The safety of preF vaccination was shown post-mortem by the absence of an inflammatory reaction in the lungs, as demonstrated by the low percentage of granulocytes in BAL cells, the reduced cellular infiltration in lungs, and nearly undetectable inflammatory proteins in BAL fluid in comparison with mock-vaccinated calves (
Figure 2). Only in one calf (6568) vaccinated with preF was a foci of eosinophils detected in lung sections post-mortem. A pathway analysis was performed on 27 proteins that had been identified in highest quantities in this calf compared to all other calves (Ingenuity Pathway Analysis, content version 43605602, release date 03 28 2018). The identified top canonical pathway was acute phase response signaling (
p = 3.20 E-12, overlap 4.7%, eight proteins identified out of 170 proteins in pathway). Among the 27 proteins identified in highest quantities in this calf, plasminogen, kininogen-1, plasma kallikrein, and albumin were identified that might be related to bradykinin production, resulting in airway microvascular leakage and eosinophil or neutrophil recruitment. This calf did not show abnormal clinical scores nor delayed virus clearance, suggesting that an exacerbated reaction had not occurred in this animal, but rather that the response was related to virus clearance or an unrelated event.

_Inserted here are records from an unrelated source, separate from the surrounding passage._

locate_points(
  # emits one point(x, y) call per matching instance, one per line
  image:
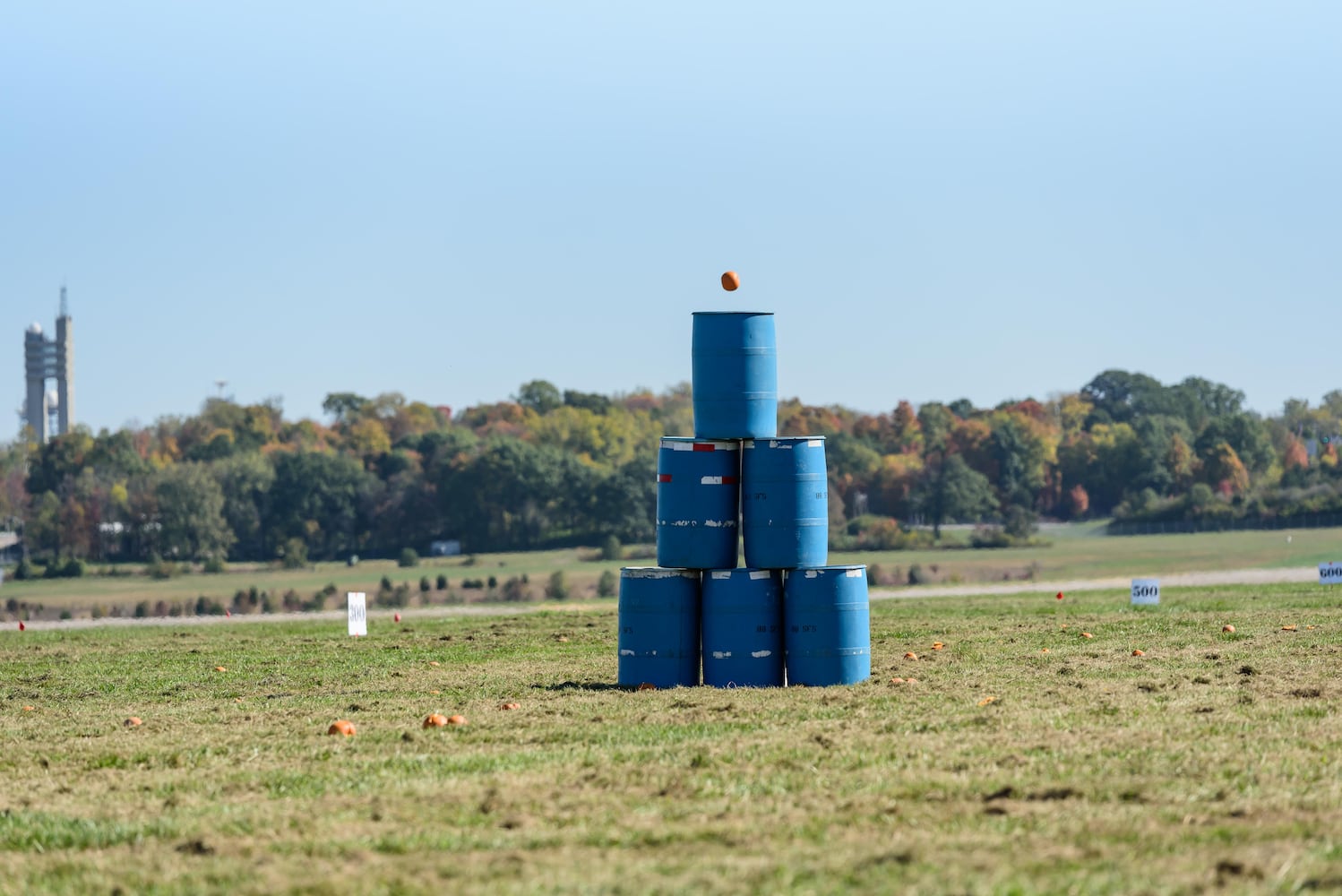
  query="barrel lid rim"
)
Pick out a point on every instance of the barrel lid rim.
point(826, 567)
point(729, 442)
point(754, 439)
point(668, 570)
point(743, 569)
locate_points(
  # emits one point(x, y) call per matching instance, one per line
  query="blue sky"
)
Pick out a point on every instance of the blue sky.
point(983, 200)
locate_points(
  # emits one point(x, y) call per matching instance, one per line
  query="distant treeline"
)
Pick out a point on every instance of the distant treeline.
point(560, 467)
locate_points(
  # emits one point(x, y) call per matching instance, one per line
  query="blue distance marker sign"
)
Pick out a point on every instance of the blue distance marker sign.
point(1147, 590)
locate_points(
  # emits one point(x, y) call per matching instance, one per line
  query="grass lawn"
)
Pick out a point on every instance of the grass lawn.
point(1075, 552)
point(1213, 762)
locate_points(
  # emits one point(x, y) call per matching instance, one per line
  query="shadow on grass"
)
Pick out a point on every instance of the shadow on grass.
point(585, 685)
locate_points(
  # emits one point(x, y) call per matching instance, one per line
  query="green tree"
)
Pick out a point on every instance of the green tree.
point(245, 480)
point(315, 496)
point(539, 396)
point(949, 490)
point(191, 512)
point(557, 589)
point(345, 407)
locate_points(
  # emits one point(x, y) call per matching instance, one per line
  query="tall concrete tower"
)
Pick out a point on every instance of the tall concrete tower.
point(65, 372)
point(46, 359)
point(35, 372)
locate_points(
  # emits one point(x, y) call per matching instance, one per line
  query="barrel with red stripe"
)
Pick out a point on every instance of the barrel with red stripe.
point(698, 504)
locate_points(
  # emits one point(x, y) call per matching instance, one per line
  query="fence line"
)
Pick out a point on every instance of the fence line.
point(1188, 526)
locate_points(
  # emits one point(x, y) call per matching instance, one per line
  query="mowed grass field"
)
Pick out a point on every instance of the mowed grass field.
point(1026, 758)
point(1072, 553)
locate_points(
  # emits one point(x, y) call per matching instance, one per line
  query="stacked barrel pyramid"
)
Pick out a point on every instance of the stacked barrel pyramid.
point(786, 617)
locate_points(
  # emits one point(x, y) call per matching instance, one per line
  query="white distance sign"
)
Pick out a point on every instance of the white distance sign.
point(357, 615)
point(1147, 590)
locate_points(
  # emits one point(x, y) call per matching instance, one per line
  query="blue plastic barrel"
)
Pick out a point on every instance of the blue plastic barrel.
point(786, 502)
point(743, 628)
point(659, 626)
point(698, 504)
point(736, 375)
point(827, 625)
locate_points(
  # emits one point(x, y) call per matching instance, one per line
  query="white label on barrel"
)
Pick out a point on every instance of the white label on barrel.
point(357, 613)
point(1147, 590)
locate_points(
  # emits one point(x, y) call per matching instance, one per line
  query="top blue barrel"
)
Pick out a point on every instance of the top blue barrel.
point(736, 375)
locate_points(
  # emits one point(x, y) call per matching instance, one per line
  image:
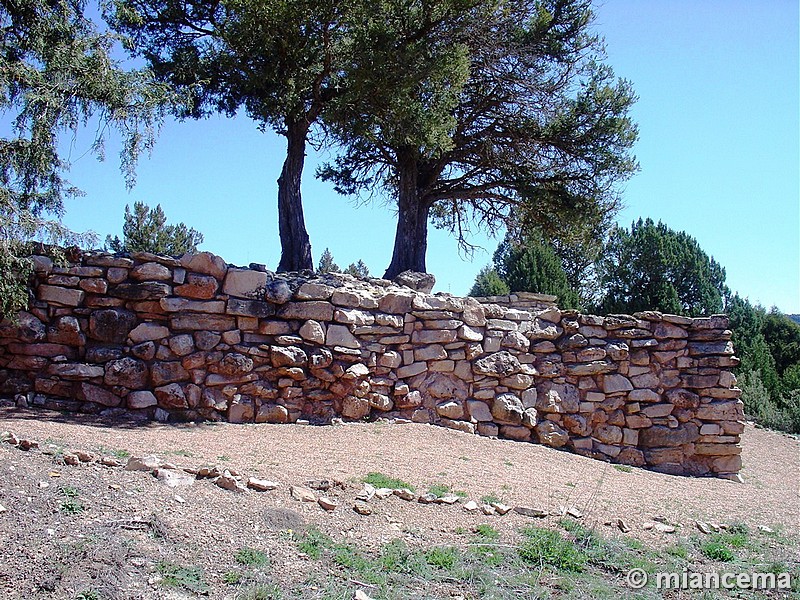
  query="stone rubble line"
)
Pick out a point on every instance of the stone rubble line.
point(144, 337)
point(230, 479)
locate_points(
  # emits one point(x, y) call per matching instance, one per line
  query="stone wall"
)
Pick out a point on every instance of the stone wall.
point(149, 336)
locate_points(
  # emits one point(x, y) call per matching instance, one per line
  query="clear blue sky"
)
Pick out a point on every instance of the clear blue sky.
point(718, 115)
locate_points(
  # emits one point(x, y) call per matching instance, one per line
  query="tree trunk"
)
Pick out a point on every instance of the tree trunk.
point(411, 238)
point(295, 244)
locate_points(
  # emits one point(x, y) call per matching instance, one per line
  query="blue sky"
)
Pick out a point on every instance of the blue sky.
point(719, 152)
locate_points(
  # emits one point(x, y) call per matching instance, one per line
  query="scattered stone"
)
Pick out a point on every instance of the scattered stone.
point(320, 485)
point(502, 509)
point(383, 493)
point(574, 512)
point(85, 456)
point(703, 527)
point(448, 499)
point(366, 493)
point(302, 494)
point(174, 478)
point(144, 463)
point(26, 445)
point(362, 508)
point(228, 482)
point(404, 494)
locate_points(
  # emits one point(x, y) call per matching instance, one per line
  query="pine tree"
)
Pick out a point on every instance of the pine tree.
point(327, 264)
point(357, 269)
point(145, 230)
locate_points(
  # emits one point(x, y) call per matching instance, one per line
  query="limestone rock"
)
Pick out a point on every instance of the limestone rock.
point(499, 364)
point(111, 325)
point(127, 372)
point(148, 332)
point(313, 331)
point(141, 399)
point(550, 434)
point(507, 408)
point(205, 263)
point(616, 383)
point(557, 398)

It will be necessary to extend these findings further by investigating the duration of immunity compared to commercial vaccines and other safety aspects. Indeed lower doses of BRSV preF could prime for exacerbated pulmonary pathology as has been shown in small animal models of human RSV [
56]. Field trials will be important to explore other vaccine issues. The pre-F vaccine should provide cross protection against different field strains of BRSV as the BRSV F protein is highly conserved between different isolates. Nevertheless, the level of cross-protection against other field strains of BRSV should be confirmed. In addition, a possible gender effect on vaccine response should be explored. Compared to commercially available vaccines, this vaccine offers an advantage since it can be administrated as a single dose by the parenteral route. Indeed, failure of protection post vaccination for vaccines already on the market can be observed when the vaccination is not performed adequately: correct administration of the vaccine by the intranasal route or forgetting to revaccinate when a boost is required to obtain a sufficient level of protection.